The font we pass as we enter the main doors of this church building reminds us of our own entry into the Church itself,
the Body of Christ.

Not as Anglicans,
nor as members of a parish or diocese,
but as Christians, bearing the name of Jesus the anointed.

We are called in our own baptism to become sacramental.
We are partakers in and workers for God’s reconciliation.
We too are invited to be bearers of the Spirit,
like those Samaritan believers who had been baptised,
but had not experienced the Holy Spirit,
we are challenged to give ourselves fully in God’s service,
given impetus to ministry,
called to the servanthood that Christ lives and dies.

We are, each one of us,
to make the work of the Kingdom
ours.

Homily for The Epiphany

In Uncategorized on January 9, 2010 at 12:39 am

Preached at All Saints, Dunedin, 2008

‘How laboriously you came, taking sights and calculating,
where the shepherds had run barefoot!
How odd you looked on the road, attended by what outlandish liveries,
laden with such preposterous gifts!

‘You came at length to the final stage of your pilgrimage
and the great star stood still above you.
What did you do?
You stopped to call on King Herod.
Deadly exchange of compliments
in which began that unended war of mobs and magistrates against the innocent!’

Words from Evelyn Waugh’s novel Helena
where the title character, the Roman Emperor Constantine’s mother,
muses on the oddness of the wise men, their journey, and their gifts.
Gold.
Frankincense.
Myrrh.
And of course, King Herod’s unwelcome attention.

In this year of Matthew’s Gospel,
we might pay special attention to why it is that he alone
tells this story of pagan sages
visiting the Holy Family.

And sometimes the opening of a story is most closely related
to where we have got to by the end.

How does the Gospel of Matthew end?

It’s intimately linked to something we will be doing next Sunday.

And to missionaries and evangelism.

The Great Commission.

The very last words of Matthew’s Gospel:
“Go therefore and make disciples of all nations, baptizing them in the name of the Father and of the Son and of the Holy Spirit, and teaching them to obey everything that I have commanded you.
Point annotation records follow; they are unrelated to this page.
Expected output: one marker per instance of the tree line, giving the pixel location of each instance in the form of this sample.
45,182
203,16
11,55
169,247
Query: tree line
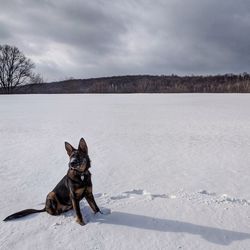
17,76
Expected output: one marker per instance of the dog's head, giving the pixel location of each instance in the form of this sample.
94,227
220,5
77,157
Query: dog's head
78,158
And remember, I am with you always, to the end of the age.”

In the Wise Men, the magi,
we have the nations, the Gentiles, coming to acknowledge this King,
travelling and offering their gifts;
and at story’s end the disciples are sent out to all the world,
to offer their gift of good news and to baptise and teach.
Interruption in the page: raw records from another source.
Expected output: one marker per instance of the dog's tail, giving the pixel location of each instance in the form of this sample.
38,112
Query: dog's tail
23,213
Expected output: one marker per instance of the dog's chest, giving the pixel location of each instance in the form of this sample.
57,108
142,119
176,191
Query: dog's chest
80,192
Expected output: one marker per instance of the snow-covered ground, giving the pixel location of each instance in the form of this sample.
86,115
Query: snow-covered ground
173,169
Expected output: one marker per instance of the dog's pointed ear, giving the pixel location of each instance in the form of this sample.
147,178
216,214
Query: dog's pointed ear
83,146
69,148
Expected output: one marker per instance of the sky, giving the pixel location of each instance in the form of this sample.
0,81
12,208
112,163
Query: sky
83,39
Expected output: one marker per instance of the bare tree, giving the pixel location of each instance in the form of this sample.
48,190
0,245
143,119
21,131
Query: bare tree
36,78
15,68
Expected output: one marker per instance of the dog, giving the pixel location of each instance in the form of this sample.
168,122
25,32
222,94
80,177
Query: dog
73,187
Human wisdom bows before the infant Christ,
and God’s wisdom, the Logos, the Word that was from the beginning,
news and experience of God’s wisdom is set free into all the earth.

The wise men are astrologers,
are pagan,
are rich.

God’s wisdom offers something deeper
than fanciful ideas and systems about how our fate is shaped.
God’s wisdom offers knowledge of the only One True God,
but a God who knows us from the inside out,
who is in this Jesus somehow bone of our bone, blood of our blood.
God’s wisdom turns the wisdom of the world on its head.
Blessed are the poor, the meek, the sorrowful.
Helena, in the novel, has a prayer for the wise men and for herself:
‘For His sake who did not reject your curious gifts,
pray always for all the learned, the oblique, the delicate.
Let them not be quite forgotten at the Throne of God
when the simple come into their kingdom.’

Hymn for Epiphany

In Uncategorized on January 6, 2010 at 11:50 pm

Tune

What starlight lies here? What pilgrim of ages
traverses the cosmos to guide and to glimpse
a greater light rising,
salvation surprising
a darkened world waiting to see peace’s Prince?

What wisdom comes near? What mystical sages
bear knowledge from far-off to greet the new king?
The heavens’ foundation
is found in creation:
the Word shares our substance, true wisdom to bring.

What gifts do we bear? What wealth and what wages
are brought, paradoxic, to poverty’s cot?
Of gold’s regal glory,
of frankincense holy,
of myrrh and the cost of Redeeming our lot?

What evil and fear, what scheming and rages
lie strewn in the wake of these innocents’ quest?
Perversion of power
holds sway this dark hour,
but Righteousness born in our midst shall not rest.

What love will appear? What awe will amaze us,
when we bow in wonder; when idol kings fall?
The child of this story
shall show his true glory
proclaimed from a cross when Love, conq’ring, claims all!